Technology will refine the citizen journalist’s role, says the man whose pictures of 26/11 were viewed by thousands within the first few hours of the attack
On July 12, 2006, a day after serial blasts aboard the suburban railway threw a shocked hush over Mumbai, Vinukumar Ranganathan recounted on his blog how mobile networks were jammed on his way home the earlier evening. “...But the GPRS was working and we were checking news in the car from our own site...,” he wrote. He wasn’t to know it then, but over two years later, the young software engineer who designs and sells innovative solutions in the mobile and messaging sphere for a living was to play a more active role in reporting news from the site of a terror attack.

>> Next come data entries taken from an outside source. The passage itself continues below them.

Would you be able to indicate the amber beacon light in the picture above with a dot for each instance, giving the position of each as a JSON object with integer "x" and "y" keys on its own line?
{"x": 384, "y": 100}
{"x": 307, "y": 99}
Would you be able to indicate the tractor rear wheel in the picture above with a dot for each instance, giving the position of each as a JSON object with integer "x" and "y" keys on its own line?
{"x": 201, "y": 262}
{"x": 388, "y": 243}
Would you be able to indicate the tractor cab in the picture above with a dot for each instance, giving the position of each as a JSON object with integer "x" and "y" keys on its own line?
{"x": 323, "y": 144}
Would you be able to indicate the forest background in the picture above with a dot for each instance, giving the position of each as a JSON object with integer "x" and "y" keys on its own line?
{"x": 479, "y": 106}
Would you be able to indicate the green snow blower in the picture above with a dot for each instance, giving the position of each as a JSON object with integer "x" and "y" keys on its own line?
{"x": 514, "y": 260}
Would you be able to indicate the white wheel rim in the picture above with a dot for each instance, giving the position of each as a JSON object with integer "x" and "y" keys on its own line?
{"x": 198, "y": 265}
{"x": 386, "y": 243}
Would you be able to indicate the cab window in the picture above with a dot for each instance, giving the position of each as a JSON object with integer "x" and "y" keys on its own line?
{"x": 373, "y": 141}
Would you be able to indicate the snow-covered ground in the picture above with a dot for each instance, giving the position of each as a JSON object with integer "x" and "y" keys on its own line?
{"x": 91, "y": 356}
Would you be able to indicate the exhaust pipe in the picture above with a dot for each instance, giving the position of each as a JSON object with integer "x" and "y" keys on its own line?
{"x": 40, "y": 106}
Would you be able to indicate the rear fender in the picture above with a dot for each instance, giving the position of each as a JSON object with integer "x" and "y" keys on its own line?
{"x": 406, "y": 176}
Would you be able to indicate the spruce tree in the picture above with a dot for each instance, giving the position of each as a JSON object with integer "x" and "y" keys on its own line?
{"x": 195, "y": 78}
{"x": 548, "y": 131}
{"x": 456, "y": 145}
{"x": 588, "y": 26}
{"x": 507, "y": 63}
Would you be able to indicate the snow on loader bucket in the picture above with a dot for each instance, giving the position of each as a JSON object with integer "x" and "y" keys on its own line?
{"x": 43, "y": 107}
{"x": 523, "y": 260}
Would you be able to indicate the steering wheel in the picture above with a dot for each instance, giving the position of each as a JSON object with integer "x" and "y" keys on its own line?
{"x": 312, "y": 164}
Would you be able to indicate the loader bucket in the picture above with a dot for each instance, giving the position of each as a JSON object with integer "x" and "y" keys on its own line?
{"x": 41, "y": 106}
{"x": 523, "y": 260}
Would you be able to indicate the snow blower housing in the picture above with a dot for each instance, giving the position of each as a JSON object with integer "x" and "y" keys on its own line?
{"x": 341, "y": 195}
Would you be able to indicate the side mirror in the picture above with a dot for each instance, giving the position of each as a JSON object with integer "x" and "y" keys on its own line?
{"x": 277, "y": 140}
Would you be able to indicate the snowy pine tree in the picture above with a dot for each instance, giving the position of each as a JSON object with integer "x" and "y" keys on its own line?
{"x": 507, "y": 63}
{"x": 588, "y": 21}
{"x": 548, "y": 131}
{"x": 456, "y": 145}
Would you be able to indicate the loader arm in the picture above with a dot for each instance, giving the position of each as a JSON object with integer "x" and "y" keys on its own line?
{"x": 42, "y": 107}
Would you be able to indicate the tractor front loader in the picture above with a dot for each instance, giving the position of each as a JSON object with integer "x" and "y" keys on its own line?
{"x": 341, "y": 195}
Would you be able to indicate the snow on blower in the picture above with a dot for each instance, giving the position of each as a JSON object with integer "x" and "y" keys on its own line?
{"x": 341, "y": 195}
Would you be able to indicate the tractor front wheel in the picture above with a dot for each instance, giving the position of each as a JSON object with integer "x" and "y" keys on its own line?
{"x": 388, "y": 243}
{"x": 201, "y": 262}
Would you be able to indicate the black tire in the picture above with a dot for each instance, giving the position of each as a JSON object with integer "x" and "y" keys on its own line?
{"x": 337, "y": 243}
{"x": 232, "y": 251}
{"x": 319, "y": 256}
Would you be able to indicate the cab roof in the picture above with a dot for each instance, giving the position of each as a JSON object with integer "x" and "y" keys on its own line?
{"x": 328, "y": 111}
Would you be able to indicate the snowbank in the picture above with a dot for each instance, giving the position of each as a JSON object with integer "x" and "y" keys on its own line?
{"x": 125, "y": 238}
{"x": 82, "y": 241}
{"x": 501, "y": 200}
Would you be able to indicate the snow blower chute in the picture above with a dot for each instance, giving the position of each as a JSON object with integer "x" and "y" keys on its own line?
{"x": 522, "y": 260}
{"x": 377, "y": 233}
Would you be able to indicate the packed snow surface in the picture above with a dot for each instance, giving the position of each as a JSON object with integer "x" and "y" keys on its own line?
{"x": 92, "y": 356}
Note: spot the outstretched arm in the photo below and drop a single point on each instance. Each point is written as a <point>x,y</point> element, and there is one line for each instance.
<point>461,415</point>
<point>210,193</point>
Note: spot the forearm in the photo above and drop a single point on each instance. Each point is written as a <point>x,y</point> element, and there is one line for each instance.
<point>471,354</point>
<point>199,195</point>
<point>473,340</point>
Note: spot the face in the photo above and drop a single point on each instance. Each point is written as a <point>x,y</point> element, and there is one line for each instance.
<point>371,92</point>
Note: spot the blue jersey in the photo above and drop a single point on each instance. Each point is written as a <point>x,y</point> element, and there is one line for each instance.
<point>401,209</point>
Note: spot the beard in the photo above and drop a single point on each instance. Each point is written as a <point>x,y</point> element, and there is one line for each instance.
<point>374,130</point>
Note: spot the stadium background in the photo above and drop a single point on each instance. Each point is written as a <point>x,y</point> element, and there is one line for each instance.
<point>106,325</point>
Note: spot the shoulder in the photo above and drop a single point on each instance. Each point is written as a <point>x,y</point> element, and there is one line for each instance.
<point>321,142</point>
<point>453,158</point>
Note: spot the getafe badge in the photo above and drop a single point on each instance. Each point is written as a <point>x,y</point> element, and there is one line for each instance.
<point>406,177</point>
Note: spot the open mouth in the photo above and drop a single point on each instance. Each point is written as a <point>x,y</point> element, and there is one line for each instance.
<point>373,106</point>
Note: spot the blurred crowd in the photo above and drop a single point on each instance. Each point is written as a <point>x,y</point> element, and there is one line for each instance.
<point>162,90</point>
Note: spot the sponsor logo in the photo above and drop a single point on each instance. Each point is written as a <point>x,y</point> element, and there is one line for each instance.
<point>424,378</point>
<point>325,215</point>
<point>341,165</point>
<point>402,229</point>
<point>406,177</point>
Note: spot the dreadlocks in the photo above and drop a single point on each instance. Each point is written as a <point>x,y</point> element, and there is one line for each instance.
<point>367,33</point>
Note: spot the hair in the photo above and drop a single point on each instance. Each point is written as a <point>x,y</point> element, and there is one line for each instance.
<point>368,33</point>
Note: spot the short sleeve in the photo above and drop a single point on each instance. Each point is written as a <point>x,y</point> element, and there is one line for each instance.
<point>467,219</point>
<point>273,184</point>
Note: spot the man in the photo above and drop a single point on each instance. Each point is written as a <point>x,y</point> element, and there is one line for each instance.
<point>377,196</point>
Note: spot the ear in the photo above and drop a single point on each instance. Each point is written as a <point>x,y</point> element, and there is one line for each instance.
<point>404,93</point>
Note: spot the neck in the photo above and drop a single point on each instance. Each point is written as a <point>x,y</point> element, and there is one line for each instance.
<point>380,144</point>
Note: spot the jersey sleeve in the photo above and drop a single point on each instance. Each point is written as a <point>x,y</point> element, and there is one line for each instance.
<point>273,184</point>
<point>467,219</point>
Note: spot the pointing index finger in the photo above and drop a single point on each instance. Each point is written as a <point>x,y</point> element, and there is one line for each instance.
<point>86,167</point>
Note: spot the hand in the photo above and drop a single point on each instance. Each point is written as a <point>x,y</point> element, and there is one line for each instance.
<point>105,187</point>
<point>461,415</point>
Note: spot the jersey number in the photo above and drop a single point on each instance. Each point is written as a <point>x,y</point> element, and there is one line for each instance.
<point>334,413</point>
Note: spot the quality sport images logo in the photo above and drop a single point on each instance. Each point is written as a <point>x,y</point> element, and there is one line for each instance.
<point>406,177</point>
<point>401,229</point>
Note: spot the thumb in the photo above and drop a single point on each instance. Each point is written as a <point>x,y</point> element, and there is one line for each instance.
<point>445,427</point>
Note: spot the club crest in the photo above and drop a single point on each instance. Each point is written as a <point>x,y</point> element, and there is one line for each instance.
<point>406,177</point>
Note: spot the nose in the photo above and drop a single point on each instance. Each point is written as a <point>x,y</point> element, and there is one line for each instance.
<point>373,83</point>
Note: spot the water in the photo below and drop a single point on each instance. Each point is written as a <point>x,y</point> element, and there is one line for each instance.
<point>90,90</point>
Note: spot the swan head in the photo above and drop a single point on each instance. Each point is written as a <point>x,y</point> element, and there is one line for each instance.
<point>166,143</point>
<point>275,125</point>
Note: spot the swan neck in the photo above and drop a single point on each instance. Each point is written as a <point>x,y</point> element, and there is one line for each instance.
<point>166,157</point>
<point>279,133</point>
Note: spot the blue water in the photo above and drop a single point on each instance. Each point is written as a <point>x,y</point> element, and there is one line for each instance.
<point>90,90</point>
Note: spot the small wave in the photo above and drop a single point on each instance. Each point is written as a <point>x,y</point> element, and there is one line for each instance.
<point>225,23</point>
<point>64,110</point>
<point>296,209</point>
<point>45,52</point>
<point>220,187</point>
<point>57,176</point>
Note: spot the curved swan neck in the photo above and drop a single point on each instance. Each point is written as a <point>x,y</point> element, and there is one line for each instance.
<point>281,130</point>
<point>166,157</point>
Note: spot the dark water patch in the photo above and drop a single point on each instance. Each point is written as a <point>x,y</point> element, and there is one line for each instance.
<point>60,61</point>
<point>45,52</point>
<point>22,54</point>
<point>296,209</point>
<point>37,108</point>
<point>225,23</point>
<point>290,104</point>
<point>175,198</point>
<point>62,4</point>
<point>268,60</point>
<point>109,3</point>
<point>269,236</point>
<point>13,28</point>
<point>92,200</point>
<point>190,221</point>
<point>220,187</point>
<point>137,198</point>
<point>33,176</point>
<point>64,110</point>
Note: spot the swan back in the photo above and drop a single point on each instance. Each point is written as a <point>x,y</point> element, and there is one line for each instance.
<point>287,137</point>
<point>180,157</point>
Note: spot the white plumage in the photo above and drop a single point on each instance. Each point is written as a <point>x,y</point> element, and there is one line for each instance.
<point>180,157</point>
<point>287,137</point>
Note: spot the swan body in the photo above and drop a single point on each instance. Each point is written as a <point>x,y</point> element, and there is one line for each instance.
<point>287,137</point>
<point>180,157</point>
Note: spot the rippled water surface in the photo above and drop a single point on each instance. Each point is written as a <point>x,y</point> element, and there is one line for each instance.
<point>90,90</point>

For 27-year-old Vinu, the November 26, 2008, attacks began with “two loud bangs” he heard from rather close quarters as he was winding up for the day at his Colaba home. Minutes later, there was a ticker on television about an attack at nearby Chhatrapti Shivaji Terminus, but what he surmised as blasts, were certainly closer than CST. “I grabbed my camera and headed out,” he says, recollecting the details of what was his busiest night yet, his first as a serious citizen journalist and one he will remember vividly for a long, long time.
The scene outside — Vinu lives close to the Colaba fire station, barely a few hundred metres away form Nariman House — was chaotic. “I kept clicking, not really looking for great shots, just capturing everything I could,” he says, almost three months later. The policemen were mostly “clueless”, he remembers, fewer than one might expect, and not all of them armed. “Anyway, for the first several minutes, nobody was quite sure what had happened, where the terrorists had gone or why. It was a foreigner I bumped into who told me Israelis live in the building behind the one he lives in.”